Why does GetServiceDisplayNameA report a larger required buffer size than actually necessary?
If you call the
GetServiceDisplayNameA function (the ANSI version), it reports a buffer size far larger than what appears to be necessary.
For example, if the service display name is
awesome, you would expect that the required buffer size is seven characters, one for each character in
GetServiceDisplayNameA function does not count the terminating null; it expects you to add one yourself.)
But instead, the
GetServiceDisplayNameA function says that you need fourteen characters. And then when you give it a buffer that is fifteen characters long, it fills in only eight of them, and then says “Ha ha, I wrote only seven characters (plus the terminating null).
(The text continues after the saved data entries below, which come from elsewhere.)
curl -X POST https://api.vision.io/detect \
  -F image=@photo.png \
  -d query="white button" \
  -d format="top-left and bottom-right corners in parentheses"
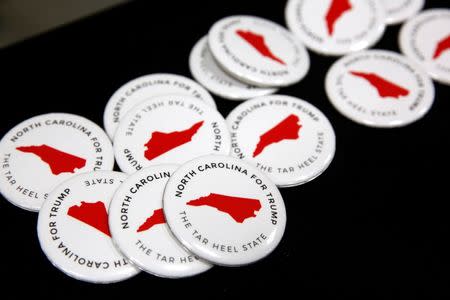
top-left (208, 15), bottom-right (310, 87)
top-left (108, 165), bottom-right (212, 278)
top-left (399, 9), bottom-right (450, 85)
top-left (380, 0), bottom-right (424, 25)
top-left (113, 95), bottom-right (231, 174)
top-left (226, 95), bottom-right (336, 187)
top-left (0, 113), bottom-right (114, 212)
top-left (325, 50), bottom-right (435, 127)
top-left (285, 0), bottom-right (386, 56)
top-left (163, 155), bottom-right (287, 266)
top-left (189, 36), bottom-right (278, 100)
top-left (103, 73), bottom-right (217, 140)
top-left (37, 171), bottom-right (140, 283)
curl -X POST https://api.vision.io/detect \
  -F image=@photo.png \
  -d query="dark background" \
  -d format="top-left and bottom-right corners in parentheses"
top-left (0, 0), bottom-right (448, 298)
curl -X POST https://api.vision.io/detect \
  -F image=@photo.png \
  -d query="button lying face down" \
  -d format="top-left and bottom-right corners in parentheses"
top-left (380, 0), bottom-right (424, 25)
top-left (103, 73), bottom-right (217, 139)
top-left (208, 15), bottom-right (310, 87)
top-left (37, 171), bottom-right (140, 283)
top-left (325, 50), bottom-right (435, 127)
top-left (113, 95), bottom-right (231, 174)
top-left (399, 9), bottom-right (450, 85)
top-left (0, 113), bottom-right (114, 212)
top-left (108, 165), bottom-right (212, 278)
top-left (189, 36), bottom-right (278, 101)
top-left (226, 95), bottom-right (336, 187)
top-left (285, 0), bottom-right (386, 56)
top-left (163, 155), bottom-right (287, 266)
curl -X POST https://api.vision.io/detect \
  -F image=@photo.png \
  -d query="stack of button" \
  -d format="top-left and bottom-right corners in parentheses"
top-left (2, 0), bottom-right (444, 285)
top-left (0, 4), bottom-right (361, 283)
top-left (0, 71), bottom-right (297, 282)
top-left (103, 73), bottom-right (217, 140)
top-left (189, 15), bottom-right (310, 100)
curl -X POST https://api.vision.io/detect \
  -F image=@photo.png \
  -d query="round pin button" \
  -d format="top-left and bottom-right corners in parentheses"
top-left (325, 50), bottom-right (435, 127)
top-left (226, 95), bottom-right (336, 187)
top-left (114, 95), bottom-right (231, 174)
top-left (208, 15), bottom-right (310, 87)
top-left (381, 0), bottom-right (424, 25)
top-left (0, 113), bottom-right (114, 212)
top-left (163, 155), bottom-right (287, 266)
top-left (37, 171), bottom-right (140, 283)
top-left (285, 0), bottom-right (386, 56)
top-left (189, 36), bottom-right (278, 101)
top-left (399, 9), bottom-right (450, 85)
top-left (103, 73), bottom-right (217, 140)
top-left (109, 165), bottom-right (212, 278)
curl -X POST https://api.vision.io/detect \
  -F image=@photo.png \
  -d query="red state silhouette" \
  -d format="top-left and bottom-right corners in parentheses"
top-left (253, 114), bottom-right (301, 158)
top-left (187, 193), bottom-right (261, 223)
top-left (433, 34), bottom-right (450, 60)
top-left (67, 201), bottom-right (111, 237)
top-left (137, 208), bottom-right (166, 232)
top-left (350, 71), bottom-right (410, 99)
top-left (236, 29), bottom-right (286, 65)
top-left (16, 144), bottom-right (86, 175)
top-left (144, 121), bottom-right (204, 160)
top-left (325, 0), bottom-right (353, 36)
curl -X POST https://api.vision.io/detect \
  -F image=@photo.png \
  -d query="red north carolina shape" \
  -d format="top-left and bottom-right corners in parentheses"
top-left (144, 121), bottom-right (204, 161)
top-left (67, 201), bottom-right (111, 237)
top-left (325, 0), bottom-right (353, 36)
top-left (187, 193), bottom-right (261, 223)
top-left (433, 34), bottom-right (450, 60)
top-left (350, 71), bottom-right (410, 99)
top-left (16, 144), bottom-right (86, 175)
top-left (253, 114), bottom-right (301, 158)
top-left (236, 29), bottom-right (286, 65)
top-left (137, 208), bottom-right (166, 232)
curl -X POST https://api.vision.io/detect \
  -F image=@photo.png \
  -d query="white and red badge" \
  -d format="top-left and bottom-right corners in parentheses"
top-left (285, 0), bottom-right (386, 56)
top-left (325, 50), bottom-right (435, 127)
top-left (163, 155), bottom-right (286, 266)
top-left (208, 15), bottom-right (310, 87)
top-left (0, 113), bottom-right (114, 212)
top-left (189, 36), bottom-right (278, 100)
top-left (226, 95), bottom-right (335, 187)
top-left (103, 73), bottom-right (217, 139)
top-left (37, 171), bottom-right (140, 283)
top-left (399, 9), bottom-right (450, 86)
top-left (113, 95), bottom-right (231, 174)
top-left (108, 165), bottom-right (212, 278)
top-left (381, 0), bottom-right (424, 25)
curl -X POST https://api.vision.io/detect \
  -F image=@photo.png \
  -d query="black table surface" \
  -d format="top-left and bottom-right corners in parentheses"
top-left (1, 0), bottom-right (449, 298)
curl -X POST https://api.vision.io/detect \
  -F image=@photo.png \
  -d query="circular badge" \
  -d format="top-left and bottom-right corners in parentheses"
top-left (114, 95), bottom-right (231, 174)
top-left (103, 73), bottom-right (217, 139)
top-left (163, 155), bottom-right (287, 266)
top-left (109, 165), bottom-right (212, 278)
top-left (285, 0), bottom-right (386, 56)
top-left (399, 9), bottom-right (450, 85)
top-left (189, 36), bottom-right (278, 101)
top-left (325, 50), bottom-right (435, 127)
top-left (226, 95), bottom-right (335, 187)
top-left (381, 0), bottom-right (424, 25)
top-left (0, 113), bottom-right (114, 212)
top-left (37, 171), bottom-right (140, 283)
top-left (208, 15), bottom-right (310, 87)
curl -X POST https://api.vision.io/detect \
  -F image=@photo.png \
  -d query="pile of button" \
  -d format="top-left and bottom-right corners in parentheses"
top-left (0, 0), bottom-right (448, 283)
Silly you allocated far more memory than you needed to, sucka!”
Why is it reporting a required buffer size larger than what it actually needs?
Because character set conversion is hard.
When you call the
GetServiceDisplayNameA function (ANSI version), it forwards the call to
GetServiceDisplayNameW function (Unicode version). If the Unicode version says, “Sorry, that buffer is too small; it needs to be big enough to hold N Unicode characters,” the ANSI version doesn’t know how many ANSI characters that translates to. A single Unicode character could expand to as many as two ANSI characters in the case where the ANSI code page is DBCS. The
GetServiceDisplayNameA function plays it safe and takes the worst-case scenario that the service display name consists completely of Unicode characters which require two ANSI characters to represent.
That’s why it over-reports the buffer size.
When you call it with a buffer that is fifteen characters long, the
GetServiceDisplayNameA function calls the
GetServiceDisplayNameW function, which says, “No problem, here’s your display name. It’s seven Unicode characters long.” The
GetServiceDisplayNameA function then converts it from Unicode to ANSI, and it turns out that it requires only seven characters plus the terminating null. Hm, how about that. Okay, well here’s your seven-character string. Sorry about the extra seven characters you allocated. I asked you to allocate them just in case.
Bonus chatter: These worst-case calculations will break if the ANSI code page were ever UTF-8, because the worst-case expansion becomes three UTF-8 code units for one UTF-16 code unit, rather than just two to one for DBCS code pages. These types of assumptions about the worst-case scenario are buried throughout tens of millions of lines of source code. Finding them is quite a challenge.